Le vide et le plein

Bouvier Nicolas, Le vide et le plein : carnets du Japon, 1964-1970. Folio – Gallimard, 2015.

Les notes de Bouvier prises lors de ses séjours au Japon révèlent un homme épris de liberté qui contient ses observations dans une langue des plus précises. Cette économie des mots contraste avec une certaine exubérance.

Le langage : plus embarrassé à mesure que la catégorie sociale s'élève, parce que les échos, contrecoups, ramifications et conséquences d'une erreur si bénigne soit-elle sont en raison directe de l'importance que leur auteur s'accorde, ou possède réellement.

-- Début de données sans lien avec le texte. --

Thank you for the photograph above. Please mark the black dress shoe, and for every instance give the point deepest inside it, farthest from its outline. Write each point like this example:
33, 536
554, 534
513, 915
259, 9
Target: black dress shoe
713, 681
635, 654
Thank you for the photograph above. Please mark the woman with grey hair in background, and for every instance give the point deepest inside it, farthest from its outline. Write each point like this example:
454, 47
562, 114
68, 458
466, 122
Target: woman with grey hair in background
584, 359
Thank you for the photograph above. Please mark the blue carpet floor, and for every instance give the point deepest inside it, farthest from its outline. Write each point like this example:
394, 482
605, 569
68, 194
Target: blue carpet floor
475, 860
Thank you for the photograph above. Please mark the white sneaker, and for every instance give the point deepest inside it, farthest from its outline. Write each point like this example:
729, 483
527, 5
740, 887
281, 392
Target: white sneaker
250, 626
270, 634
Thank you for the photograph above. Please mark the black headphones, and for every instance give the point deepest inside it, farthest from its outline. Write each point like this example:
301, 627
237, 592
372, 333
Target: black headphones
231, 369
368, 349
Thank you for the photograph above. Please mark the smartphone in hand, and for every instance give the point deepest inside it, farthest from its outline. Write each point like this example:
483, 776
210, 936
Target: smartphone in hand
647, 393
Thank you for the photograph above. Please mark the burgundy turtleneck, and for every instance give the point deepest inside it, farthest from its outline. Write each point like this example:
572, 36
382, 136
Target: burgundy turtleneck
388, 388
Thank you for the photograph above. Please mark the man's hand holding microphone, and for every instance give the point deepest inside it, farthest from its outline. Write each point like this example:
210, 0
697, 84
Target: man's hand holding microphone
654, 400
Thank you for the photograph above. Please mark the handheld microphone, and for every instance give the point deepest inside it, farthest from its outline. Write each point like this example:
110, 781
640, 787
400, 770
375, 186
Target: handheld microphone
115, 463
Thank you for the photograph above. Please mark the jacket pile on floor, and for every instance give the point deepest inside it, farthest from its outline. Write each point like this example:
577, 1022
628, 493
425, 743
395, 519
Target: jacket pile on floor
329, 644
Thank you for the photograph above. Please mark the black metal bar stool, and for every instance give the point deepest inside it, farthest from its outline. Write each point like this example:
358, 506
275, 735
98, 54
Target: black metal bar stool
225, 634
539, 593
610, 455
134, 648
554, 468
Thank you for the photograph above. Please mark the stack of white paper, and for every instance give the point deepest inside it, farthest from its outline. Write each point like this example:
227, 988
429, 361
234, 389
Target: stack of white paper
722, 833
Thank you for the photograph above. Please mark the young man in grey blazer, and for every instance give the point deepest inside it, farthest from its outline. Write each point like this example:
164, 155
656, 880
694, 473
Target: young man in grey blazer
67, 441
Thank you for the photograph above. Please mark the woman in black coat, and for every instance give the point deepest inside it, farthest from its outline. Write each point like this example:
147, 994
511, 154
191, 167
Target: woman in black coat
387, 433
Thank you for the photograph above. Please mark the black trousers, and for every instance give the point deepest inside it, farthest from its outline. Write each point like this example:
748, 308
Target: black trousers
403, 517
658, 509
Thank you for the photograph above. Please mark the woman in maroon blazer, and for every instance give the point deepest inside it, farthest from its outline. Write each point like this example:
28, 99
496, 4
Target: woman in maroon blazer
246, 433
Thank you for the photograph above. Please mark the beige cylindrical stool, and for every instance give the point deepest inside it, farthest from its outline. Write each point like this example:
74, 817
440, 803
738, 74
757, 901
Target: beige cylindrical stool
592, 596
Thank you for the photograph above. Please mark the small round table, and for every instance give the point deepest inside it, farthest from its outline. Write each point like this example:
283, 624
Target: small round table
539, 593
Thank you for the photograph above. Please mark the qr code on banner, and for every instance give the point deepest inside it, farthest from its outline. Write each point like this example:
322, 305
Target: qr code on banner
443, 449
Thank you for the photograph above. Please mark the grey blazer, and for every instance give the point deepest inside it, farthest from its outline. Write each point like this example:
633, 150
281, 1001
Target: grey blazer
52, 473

Si vous ne parvenez pas à vous faire entendre d'une vendeuse à l'étalage, aucun espoir d'y parvenir avec le chef de rayon qui sait un peu d'anglais et a suivi un cours spécial pour pouvoir affronter l'étranger. Elle était simplement dépassée; il vous opposera une incompréhension hiérarchiquement renforcée. Il n'a en tout cas pas à s'aventurer dans des improvisations qui pourraient tourner à sa déconfiture. Ni comprendre cette phrase japonaise que vous lui adressez, pourtant claire, mais qui contient trois fautes. Un garçon de course, une paysanne un peu éméchée ou le livreur-cycliste d'un restaurant comprendra par contre aussitôt : le temps qui presse, la situation modeste qu'il occupe, bref ! cette forme de stupidité n'est pas dans ses moyens. Au besoin, il crayonne sur un demi-billet de cinéma un plan qui est la clarté même et file où son vélo l'appelle. « Hinsureba tsuzuru» (la pauvreté rend ingénieux).

p. 20-21


Après un premier séjour au Japon dans la continuité du voyage relaté dans L'Usage du monde, Nicolas Bouvier y retourne en 1964 avec sa jeune famille. Il a notamment reçu une commande de Charles-Henri Favrod pour un livre sur ce pays méconnu en marge des Jeux Olympiques de Tokyo et de l'Exposition universelle à Osaka 6 ans plus tard.
Les contraintes du dépaysement se présentent différemment lors d'un voyage à l'aventure ou avec un jeune enfant et une épouse enceinte. Cette tension entre le besoin de sécurité et le goût de la découverte parcourt ce volume d'impressions japonaises.

Pendant cette année difficile, je dois bien reconnaître que j'ai été un niais sentimental, que j'ai manqué de rapidité, de ressort et surtout d'irrespect. À cause d'une éclipse dans ma faculté d'imaginer et de ressentir, je me suis laissé devenir humble et l'humilité ne me réussit pas. Je me suis noyé dans la déférence, considérant toujours que les entreprises ou les raisons des autres valaient probablement mieux que les miennes. Je ne me suis pas moqué assez. Moins les Japonais s'amusent, plus il faut s'amuser pour rétablir la balance.